«Можно сойтись, но легче обойтись», — мастурбировал он посреди площади, чумазый от сажи, ныряя в бочке, как поплавок. Его вой подхватывал ветер, и окрестные псы беспокойно дёргали цепью, шаря небо блестевшими глазами.
— Похоть у всех в крови! — орал он, когда ему пересчитывали рёбра.
— Блуд блуду рознь! — выдворяли его за эксгибиционизм.
В ту же пору посреди русского бездорожья объявился упырь. Он сидел на корточках, протыкая бородой свою тень, и никому не давал прохода. «Его нет, однако, его легко потерять, а найти невозможно», — загадывал он встречным загадку. Слыша молчание, упырь вынимал глаз.
«Зачем он тебе, — смеялся он, — ты смотришь, но не видишь…
» Щурясь, как в монокль, одноглазые, случалось, прозревали. И тогда в досаде вырывали оставленный им глаз. Упырь подбирал и его, прикалывая орденом на волосатое бугристое тело.
Хлестал дождь, а ветер, как кабан, ломал ветки. Смешивая брызги, Самокрут мочился в кустах, когда упырь прихватил его за мошонку. Место было глухим, как город: кричи, не кричи — не помогут. Однако отчаяние — тоже помощник.
Задрав от боли колено, Демьян притиснул упыря деревянным копытом. Тот завизжал и выставил ножом загадку.

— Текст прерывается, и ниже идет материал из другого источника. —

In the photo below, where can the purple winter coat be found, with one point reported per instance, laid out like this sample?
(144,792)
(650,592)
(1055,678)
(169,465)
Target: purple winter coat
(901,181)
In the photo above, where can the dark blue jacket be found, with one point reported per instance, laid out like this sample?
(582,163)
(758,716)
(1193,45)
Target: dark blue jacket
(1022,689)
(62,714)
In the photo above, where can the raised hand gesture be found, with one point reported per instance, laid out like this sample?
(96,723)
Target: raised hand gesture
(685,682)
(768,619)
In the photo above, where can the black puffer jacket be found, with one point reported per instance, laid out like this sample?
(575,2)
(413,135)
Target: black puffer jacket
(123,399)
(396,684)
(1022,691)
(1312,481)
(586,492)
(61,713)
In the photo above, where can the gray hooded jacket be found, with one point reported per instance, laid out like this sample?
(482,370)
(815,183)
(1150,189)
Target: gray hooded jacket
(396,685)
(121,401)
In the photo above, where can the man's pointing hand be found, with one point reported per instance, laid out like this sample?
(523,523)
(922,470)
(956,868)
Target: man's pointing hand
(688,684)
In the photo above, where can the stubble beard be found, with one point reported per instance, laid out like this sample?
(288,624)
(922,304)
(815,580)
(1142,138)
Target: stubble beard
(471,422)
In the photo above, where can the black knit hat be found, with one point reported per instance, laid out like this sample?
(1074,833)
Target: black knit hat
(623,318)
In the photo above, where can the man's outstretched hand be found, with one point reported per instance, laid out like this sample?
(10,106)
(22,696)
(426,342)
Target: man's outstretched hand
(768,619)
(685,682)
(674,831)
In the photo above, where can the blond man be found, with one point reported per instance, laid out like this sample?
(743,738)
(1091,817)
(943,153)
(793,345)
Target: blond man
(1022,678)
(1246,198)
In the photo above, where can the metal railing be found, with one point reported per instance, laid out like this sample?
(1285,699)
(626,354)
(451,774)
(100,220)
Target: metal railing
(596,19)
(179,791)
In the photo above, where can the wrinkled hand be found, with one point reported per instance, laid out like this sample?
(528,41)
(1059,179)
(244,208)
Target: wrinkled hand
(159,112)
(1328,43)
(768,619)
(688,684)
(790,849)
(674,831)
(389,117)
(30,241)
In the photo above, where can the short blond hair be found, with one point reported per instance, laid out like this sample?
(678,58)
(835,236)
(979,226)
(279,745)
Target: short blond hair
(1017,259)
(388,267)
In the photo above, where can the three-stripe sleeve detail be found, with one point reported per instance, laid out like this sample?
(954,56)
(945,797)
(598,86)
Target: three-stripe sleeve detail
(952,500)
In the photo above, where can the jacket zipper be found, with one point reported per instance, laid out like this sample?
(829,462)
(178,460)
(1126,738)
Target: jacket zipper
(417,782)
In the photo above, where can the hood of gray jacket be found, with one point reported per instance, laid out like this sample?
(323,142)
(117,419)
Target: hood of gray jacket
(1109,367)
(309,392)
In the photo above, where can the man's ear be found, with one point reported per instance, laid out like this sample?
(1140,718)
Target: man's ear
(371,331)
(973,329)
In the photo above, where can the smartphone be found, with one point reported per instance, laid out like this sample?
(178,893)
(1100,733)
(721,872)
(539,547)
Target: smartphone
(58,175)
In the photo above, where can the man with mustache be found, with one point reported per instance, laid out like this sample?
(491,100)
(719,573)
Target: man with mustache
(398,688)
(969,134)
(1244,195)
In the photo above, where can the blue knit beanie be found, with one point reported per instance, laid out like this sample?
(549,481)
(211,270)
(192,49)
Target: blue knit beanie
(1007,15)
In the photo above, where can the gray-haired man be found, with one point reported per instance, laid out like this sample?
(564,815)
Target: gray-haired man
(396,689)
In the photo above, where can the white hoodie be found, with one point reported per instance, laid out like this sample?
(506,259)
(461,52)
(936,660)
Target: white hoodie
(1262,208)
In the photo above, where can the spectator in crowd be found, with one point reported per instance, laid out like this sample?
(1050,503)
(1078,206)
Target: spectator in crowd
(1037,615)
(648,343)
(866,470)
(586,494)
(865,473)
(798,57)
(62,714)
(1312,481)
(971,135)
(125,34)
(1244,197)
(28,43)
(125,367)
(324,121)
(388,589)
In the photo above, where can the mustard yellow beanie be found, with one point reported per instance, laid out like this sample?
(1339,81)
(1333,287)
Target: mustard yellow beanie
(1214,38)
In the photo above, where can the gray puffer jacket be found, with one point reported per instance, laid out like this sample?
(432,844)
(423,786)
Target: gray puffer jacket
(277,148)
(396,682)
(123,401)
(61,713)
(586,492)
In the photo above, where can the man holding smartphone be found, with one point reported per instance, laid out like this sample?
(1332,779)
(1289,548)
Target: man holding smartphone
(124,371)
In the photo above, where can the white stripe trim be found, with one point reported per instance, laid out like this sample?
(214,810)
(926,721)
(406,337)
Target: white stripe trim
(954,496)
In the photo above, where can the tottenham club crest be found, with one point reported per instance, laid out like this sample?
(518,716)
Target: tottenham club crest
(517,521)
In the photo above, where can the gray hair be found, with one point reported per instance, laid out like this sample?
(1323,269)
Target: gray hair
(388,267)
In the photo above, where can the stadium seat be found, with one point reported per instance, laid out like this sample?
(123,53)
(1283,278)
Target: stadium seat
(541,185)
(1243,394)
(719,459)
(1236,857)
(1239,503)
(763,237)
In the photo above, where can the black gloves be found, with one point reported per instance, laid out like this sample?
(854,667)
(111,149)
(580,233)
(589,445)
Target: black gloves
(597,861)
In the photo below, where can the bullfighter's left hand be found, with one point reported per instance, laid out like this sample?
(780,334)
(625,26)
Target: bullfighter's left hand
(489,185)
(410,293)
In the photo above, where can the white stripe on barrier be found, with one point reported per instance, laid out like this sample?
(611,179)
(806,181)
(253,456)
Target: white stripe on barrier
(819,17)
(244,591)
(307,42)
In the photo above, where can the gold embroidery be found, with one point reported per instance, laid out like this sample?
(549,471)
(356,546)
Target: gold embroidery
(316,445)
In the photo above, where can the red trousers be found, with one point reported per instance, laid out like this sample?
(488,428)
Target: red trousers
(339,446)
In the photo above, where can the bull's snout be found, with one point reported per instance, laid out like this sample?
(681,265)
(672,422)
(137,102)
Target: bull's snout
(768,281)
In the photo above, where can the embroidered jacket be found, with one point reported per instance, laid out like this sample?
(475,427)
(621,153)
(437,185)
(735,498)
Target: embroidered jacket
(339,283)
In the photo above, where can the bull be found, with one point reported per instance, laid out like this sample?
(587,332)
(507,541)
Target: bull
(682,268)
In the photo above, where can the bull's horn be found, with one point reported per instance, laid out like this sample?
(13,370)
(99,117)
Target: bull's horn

— Это смысл жизни, — не раздумывая, выбил её Самокрут.
— Пусти, — пробормотал упырь, — дай мне повеситься…
Скрипела сосна, а его тело смотрело вниз тысячью вынутых глаз.
После этого случая Демьян уже не искал мест, куда Макар телят не гонял. Помыкавшись по свету, он облюбовал себе людную корчму, в которой одиночество развязывало язык наперегонки с водкой. Раз проездом на воды в ней сидел столичный профессор с женой. У обоих уже кустами цвела седина и на очках кисла улыбка. Вчера они весь вечер кололи друг друга, как янычары, но сегодня были счастливы: жена оттого, что настояла на поездке, а муж, что сократил её вдвое. Они ели кулебяки, а объедки относили караулившему под дверью Самокруту.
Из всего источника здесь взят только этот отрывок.